O Lifeline for Palestine disponibiliza na sua página oficial ferramentas para envio automático de cartas a governos e parlamentares, bem como materiais de sensibilização para partilha em redes sociais.
Por seu turno, os governos podem, segundo a iniciativa, apoiar medidas no quadro da Uniting for Peace ou resoluções similares a serem votadas na AG da ONU, patrocinando o texto final, votando a favor e, se aprovado, implementando rapidamente as medidas recomendadas — incluindo sanções bilaterais e suspensão de cooperação militar com Israel.
Podem ainda declarar apoio público a resoluções de paz, reconhecimento da Palestina e medidas humanitárias, suspender o comércio de armas, cooperação militar ou financiamento a empresas envolvidas no conflito que violem direitos humanos, cooperar com as investigações e os tribunais internacionais, reconhecer formalmente o Estado da Palestina ou destinar ajuda humanitária sem intermediários que limitem a ação.
A urgência do momento
Atualmente, desde 9 de setembro, está a decorrer a 80ª Sessão da Assembleia Geral da ONU que entrará na sua semana de intervenções dos chefes de Estado a partir de 22 de setembro. A 18 de Setembro próximo terminará o período de 12 meses dado a Israel para terminar a ocupação e as ações militares. Neste contexto, os dias 23 a 29 de setembro podem ser decisivos, sendo espectável que os Estados membro votem novas resoluções ou adotem compromissos para acelerar o alcançar de um cessar-fogo, da proteção dos civis e da responsabilização de Israel.
A iniciativa enquadra esta luta como uma corrida contra o tempo: cada dia de inação significa mais mortos, mais deslocados e maior normalização do genocídio como ferramenta política.
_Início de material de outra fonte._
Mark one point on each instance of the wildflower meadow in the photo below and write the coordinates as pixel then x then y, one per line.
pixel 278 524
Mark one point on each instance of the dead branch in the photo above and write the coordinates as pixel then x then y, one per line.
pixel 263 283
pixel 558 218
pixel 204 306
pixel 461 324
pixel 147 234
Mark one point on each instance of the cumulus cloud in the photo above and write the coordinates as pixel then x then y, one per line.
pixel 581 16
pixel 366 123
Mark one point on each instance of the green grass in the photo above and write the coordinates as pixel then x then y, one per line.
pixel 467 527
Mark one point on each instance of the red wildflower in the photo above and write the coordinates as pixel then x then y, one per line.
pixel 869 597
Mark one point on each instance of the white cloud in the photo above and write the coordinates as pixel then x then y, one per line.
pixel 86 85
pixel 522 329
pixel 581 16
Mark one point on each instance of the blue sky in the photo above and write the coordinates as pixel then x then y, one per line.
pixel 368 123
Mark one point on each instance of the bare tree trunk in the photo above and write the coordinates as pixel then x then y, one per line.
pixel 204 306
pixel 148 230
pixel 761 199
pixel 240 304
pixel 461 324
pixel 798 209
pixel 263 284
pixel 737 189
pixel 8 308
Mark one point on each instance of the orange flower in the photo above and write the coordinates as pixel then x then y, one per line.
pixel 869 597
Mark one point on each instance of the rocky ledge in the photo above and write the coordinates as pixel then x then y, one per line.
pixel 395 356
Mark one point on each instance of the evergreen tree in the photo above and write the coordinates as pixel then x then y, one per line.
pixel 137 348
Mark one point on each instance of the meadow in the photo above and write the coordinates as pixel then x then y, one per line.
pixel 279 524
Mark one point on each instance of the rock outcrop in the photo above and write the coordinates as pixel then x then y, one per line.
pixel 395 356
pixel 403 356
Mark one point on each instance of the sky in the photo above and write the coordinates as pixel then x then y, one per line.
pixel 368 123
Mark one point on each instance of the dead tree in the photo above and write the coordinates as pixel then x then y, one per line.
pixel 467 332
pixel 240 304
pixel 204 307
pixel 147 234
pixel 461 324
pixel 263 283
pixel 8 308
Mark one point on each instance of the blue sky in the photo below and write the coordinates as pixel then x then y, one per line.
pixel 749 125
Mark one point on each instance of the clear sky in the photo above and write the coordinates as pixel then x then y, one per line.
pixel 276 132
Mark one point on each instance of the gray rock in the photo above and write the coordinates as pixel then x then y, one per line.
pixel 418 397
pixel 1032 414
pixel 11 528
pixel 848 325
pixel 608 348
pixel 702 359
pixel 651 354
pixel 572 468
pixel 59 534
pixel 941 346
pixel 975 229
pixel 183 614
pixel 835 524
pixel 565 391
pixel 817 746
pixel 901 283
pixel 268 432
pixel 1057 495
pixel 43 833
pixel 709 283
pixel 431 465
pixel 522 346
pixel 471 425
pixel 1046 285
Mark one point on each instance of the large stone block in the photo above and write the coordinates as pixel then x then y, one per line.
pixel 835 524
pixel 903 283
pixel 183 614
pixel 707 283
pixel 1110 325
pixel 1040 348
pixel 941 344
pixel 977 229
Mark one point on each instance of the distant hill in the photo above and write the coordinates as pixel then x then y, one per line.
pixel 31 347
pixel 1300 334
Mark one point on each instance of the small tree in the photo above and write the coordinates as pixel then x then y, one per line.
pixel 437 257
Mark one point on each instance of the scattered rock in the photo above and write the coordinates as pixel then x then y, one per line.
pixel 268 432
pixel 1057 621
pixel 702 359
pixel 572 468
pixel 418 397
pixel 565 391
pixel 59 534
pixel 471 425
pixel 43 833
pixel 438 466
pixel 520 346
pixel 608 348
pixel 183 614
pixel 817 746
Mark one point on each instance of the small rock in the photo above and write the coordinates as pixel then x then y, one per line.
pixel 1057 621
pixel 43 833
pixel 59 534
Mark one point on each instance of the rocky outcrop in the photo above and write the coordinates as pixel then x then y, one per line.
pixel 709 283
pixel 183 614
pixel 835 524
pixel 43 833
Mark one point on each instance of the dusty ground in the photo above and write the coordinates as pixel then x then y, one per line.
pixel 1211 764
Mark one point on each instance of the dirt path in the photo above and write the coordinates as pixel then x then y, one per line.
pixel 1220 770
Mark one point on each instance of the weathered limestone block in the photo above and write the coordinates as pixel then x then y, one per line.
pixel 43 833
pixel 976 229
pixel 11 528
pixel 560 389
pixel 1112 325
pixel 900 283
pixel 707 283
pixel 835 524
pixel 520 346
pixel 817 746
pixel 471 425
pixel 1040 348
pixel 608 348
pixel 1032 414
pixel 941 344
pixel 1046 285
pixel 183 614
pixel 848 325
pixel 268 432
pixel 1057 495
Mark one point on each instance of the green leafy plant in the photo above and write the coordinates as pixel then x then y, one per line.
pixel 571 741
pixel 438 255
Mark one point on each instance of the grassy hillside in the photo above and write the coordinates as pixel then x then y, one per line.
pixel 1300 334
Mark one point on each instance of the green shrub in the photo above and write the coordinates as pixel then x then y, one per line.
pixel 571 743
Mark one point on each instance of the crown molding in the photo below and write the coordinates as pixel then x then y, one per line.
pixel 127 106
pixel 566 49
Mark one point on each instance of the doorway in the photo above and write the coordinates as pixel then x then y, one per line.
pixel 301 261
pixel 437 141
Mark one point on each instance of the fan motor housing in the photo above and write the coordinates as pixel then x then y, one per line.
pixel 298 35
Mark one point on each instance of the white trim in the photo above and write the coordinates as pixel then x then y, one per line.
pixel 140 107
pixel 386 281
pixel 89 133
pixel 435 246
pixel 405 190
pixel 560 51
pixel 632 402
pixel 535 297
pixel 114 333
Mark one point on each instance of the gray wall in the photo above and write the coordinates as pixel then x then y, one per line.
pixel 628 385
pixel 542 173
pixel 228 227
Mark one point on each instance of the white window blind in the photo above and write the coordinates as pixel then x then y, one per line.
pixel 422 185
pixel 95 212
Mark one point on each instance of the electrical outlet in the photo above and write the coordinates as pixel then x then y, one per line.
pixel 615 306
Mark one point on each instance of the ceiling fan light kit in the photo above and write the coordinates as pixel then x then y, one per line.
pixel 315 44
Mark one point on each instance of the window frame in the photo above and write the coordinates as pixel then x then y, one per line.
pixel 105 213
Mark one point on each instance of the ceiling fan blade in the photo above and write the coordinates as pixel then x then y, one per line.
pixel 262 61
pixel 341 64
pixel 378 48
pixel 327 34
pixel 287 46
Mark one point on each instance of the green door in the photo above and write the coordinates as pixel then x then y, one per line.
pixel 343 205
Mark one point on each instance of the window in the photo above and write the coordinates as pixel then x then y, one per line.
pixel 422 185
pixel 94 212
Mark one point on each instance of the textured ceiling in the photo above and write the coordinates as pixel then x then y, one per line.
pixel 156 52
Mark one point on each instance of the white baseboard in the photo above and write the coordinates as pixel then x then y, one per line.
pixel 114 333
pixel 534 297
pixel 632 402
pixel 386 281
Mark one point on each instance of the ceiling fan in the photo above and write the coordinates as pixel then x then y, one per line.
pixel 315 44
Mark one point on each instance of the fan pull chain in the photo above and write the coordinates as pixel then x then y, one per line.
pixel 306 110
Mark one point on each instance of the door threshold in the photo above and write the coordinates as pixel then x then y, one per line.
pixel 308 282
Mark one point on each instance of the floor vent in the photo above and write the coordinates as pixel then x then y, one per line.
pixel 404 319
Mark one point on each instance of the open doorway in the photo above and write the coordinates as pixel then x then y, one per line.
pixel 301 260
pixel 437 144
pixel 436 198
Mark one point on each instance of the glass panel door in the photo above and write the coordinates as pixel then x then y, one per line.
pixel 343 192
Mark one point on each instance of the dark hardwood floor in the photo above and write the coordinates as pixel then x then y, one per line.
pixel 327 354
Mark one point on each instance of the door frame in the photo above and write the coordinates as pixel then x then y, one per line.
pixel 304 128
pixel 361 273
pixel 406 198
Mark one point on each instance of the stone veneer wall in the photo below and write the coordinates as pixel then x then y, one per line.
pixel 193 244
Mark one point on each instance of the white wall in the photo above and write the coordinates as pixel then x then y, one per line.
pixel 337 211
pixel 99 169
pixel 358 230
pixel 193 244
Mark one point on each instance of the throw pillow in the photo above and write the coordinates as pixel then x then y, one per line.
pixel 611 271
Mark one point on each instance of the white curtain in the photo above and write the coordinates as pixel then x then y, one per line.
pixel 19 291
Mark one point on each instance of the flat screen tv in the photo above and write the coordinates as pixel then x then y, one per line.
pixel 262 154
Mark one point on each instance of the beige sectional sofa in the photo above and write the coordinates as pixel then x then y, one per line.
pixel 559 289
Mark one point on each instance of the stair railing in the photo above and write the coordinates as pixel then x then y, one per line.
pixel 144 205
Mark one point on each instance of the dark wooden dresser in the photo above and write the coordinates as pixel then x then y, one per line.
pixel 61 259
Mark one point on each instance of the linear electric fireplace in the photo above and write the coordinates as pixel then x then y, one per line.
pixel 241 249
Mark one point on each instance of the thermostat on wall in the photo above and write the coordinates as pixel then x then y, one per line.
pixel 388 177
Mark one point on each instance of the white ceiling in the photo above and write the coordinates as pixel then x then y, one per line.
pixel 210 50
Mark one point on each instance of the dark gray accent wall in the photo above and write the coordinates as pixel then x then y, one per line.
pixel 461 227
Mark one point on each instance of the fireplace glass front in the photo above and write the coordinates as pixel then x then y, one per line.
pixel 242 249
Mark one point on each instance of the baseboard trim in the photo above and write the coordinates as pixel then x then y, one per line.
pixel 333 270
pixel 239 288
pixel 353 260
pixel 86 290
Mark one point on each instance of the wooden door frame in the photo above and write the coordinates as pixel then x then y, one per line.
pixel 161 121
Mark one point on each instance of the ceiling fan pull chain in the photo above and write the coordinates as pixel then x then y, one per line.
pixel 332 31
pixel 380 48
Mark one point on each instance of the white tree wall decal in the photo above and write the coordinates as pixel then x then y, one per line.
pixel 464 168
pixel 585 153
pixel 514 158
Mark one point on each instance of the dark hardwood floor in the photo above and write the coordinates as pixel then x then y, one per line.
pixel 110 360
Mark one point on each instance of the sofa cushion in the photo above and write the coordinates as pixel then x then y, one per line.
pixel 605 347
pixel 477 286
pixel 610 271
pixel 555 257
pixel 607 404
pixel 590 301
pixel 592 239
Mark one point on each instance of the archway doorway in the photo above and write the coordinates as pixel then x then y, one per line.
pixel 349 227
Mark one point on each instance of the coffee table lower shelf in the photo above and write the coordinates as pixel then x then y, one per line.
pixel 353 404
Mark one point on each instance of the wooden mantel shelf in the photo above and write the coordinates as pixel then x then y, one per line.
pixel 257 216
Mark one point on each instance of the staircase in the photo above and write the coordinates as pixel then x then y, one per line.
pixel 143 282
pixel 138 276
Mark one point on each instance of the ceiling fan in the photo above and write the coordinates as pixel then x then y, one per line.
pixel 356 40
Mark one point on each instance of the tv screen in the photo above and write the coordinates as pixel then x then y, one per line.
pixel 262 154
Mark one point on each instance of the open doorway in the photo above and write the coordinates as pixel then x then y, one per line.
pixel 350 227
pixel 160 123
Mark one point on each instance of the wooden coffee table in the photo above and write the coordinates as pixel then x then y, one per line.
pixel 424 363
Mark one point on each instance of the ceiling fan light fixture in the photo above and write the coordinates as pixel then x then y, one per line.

Sublinha que está em causa a própria credibilidade da comunidade internacional e que a impunidade institucional é a maior responsável pelo fim do direito internacional. Segundo ela, ou se age agora ou arrisca-se a que a atuação fora do quadro do direito internacional se consolide estruturalmente como modelo reconhecido de violência de Estado.
Por fim, a Lifeline for Palestine lembra-nos que a neutralidade é cumplicidade e que a História julgará o silêncio de hoje — tal como hoje julgamos os que se mantiveram calados perante o Holocausto, o genocídio no Ruanda ou o massacre de Srebrenica. Parafraseando o título do recente livro de Omar El Akkad, a iniciativa adverte que “dentro de alguns anos todos dirão que sempre se opuseram a este genocídio. Mas é agora que as pessoas de consciência devem agir.”